M&G Targets Australia's Senior Living with Stockland Partnership

M&G's partnership with Stockland highlights Australia's growing senior living market while positioning Japan and South Korea as future investment frontiers. (Photo Courtesy of Unsplash)

M&G Investments has strengthened its position in Australia's senior living market, marking another milestone in the institutionalization of the sector across the Asia-Pacific (APAC) region. Through a strategic partnership with Stockland launched in 2026, M&G is targeting what it describes as the "longevity advantage"—a long-term investment opportunity created by healthier, wealthier and increasingly digitally connected older populations.

Australia Sets the Benchmark for Institutional Investment

M&G considers Australia the region's most mature, investable and institutionally ready senior living market. The assessment reflects growing investor confidence, with institutional capital reaching US$4.2 billion across APAC senior living assets in 2025—more than double the average annual investment over the previous decade.

At the center of M&G's investment strategy is the Land Lease Community (LLC) model, where residents own their homes while leasing the underlying land. Compared with traditional retirement villages, the model is viewed as offering greater affordability and transparency while creating stable, inflation-linked income streams.

According to M&G, land lease communities generate two complementary sources of returns: development-led internal rates of return (IRRs) of 15–20% and recurring ground-rent income with relatively low volatility.

The firm also highlights the strong financial position of Australian retirees. Typical couples aged over 65 now hold more than AUD$800,000 in superannuation assets, providing significant purchasing power for retirement housing. Combined with Australia's mature operating platforms and extensive market data, these factors support large-scale institutional investment that was difficult to achieve a decade ago.

Stockland Partnership Establishes New Investment Platform

In March 2026, M&G Real Estate and Stockland announced the formation of the Stockland M&G Land Lease Partnership (SMLLP), a dedicated investment platform focused on expanding land lease communities across Australia.

Under the agreement, Stockland serves as the developer and operator with a 50.1% ownership stake, while M&G Real Estate holds the remaining 49.9% on behalf of its Asia Pacific Living Strategy.

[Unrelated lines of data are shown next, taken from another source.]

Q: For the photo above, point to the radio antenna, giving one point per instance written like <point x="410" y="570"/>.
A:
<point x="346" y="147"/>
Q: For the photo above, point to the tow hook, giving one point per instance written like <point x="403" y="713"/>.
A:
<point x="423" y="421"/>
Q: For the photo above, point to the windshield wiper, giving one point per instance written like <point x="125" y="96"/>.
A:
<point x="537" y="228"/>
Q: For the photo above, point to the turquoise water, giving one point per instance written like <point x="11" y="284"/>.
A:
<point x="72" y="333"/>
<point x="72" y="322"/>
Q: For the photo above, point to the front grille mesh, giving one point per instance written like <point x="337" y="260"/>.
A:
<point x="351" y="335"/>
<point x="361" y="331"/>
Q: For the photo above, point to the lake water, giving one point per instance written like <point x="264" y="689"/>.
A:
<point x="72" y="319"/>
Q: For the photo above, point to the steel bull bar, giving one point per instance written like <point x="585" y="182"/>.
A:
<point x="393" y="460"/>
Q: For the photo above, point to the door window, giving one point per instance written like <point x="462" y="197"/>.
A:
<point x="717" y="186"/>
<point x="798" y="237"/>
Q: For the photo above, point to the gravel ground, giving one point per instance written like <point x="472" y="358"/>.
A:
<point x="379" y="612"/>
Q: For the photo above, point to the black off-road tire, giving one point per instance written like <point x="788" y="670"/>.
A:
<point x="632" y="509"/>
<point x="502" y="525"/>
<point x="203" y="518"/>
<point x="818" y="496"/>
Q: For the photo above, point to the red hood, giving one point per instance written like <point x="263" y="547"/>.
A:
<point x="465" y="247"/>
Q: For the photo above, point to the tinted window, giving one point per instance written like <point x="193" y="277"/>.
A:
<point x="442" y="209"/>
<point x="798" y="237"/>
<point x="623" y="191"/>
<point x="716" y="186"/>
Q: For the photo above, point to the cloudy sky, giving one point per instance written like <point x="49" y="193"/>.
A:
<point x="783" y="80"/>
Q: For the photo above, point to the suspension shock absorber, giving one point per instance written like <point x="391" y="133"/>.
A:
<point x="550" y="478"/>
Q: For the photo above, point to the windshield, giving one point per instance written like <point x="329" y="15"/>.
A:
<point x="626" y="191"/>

The partnership's initial portfolio includes two Victorian developments—Halcyon Jardin in Clyde North and Halcyon Evergreen in Clyde. Together, the projects will deliver 573 homes, with staged completion scheduled through 2029.

Both communities have secured planning approvals, construction is underway, and home sales have already commenced. The transaction also expands the relationship between M&G and Stockland following their logistics partnership established in 2024.

By combining M&G's global investment capital with Stockland's local development and operating expertise, the joint venture is designed to deliver both development-driven returns and stable long-term income.

M&G Eyes Broader Asian Opportunities

Beyond Australia, M&G is monitoring the emergence of senior living investment opportunities across other developed Asian markets.

The company believes several markets are entering the early stages of institutional development, following a trajectory similar to that experienced in France and the United States over the past two decades.

Rather than pursuing rapid expansion, M&G is focusing on identifying experienced local partners capable of building professionally managed senior living platforms that can translate long-term demographic growth into resilient investment performance.

Japan and South Korea Lead the Next Wave

Among Asia's emerging opportunities, M&G sees Japan and South Korea as the most compelling long-term markets due to rapidly aging populations and a limited supply of independent senior housing.

South Korea's number of seniors living alone reached 2.19 million in 2024, an increase of nearly 46% over five years. In Japan, almost one-third of the population is already aged 65 or older.

Despite these demographic trends, the supply of independent living accommodation remains limited. South Korea's existing stock serves only about 0.12% of its senior population, while Japan's provision rate is approximately 2%.

M&G also cites supportive policy developments. South Korea is expanding its Silver Stay initiative while promoting healthcare-linked real estate investment trust (REIT) structures to encourage private capital. At the same time, older adults in both countries are increasingly seeking greater independence and community-oriented lifestyles instead of traditional institutional care.

While Australia currently provides the deepest and most liquid senior living investment market in APAC, M&G believes Japan and South Korea represent the sector's next major growth frontier. As longer life expectancy reshapes housing demand, the company expects senior living to follow the path of student accommodation, where growing institutional participation gradually compressed yield spreads and established the asset class as a mainstream component of real estate portfolios.